By Amanda Wicks
Led Zeppelin’s song publisher Warner/Chappell will enact a recently written Supreme Court decision about copyright cases to earn back the money they spent defending “Stairway to Heaven” in court.
According to a June 16th opinion from the Supreme Court, winners in copyright cases can request the losing party pay attorney’s fees and other costs incurred if the case is deemed “frivolousness,” or if there are other factors, such as “motivation, objective unreasonableness, and the need in particular circumstances to advance considerations of compensation and deterrence” that would have kept things out of court in the first place (via The Hollywood Reporter).

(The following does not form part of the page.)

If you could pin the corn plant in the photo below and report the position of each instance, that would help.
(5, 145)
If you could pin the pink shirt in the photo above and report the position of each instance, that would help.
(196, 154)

The publishing company will seek close to $800,000 in compensation from Michael Skidmore, the Trustee of Spirit songwriter Randy Wolfe’s estate, and the man who brought the case against Led Zeppelin and Warner/Chappell in 2014. They are seeking $613,471 in attorney’s fees along with other costs like expert witnesses.
Warner/Chappell claims in a memorandum seeking recompense, that they successfully defended their case against “nearly half-century-old claims that neither Randy Wolfe nor the owner of the allegedly-infringed copyright ever bothered to assert because any similarity between Taurus and Stairway to Heaven results from the use of a centuries-old, public domain descending chromatic line.” There are other issues at stake, including Skidmore’s shady lawyer and the way the original lawsuit was filed.
All parties will return to court on August 8th to determine whether Skidmore will pay.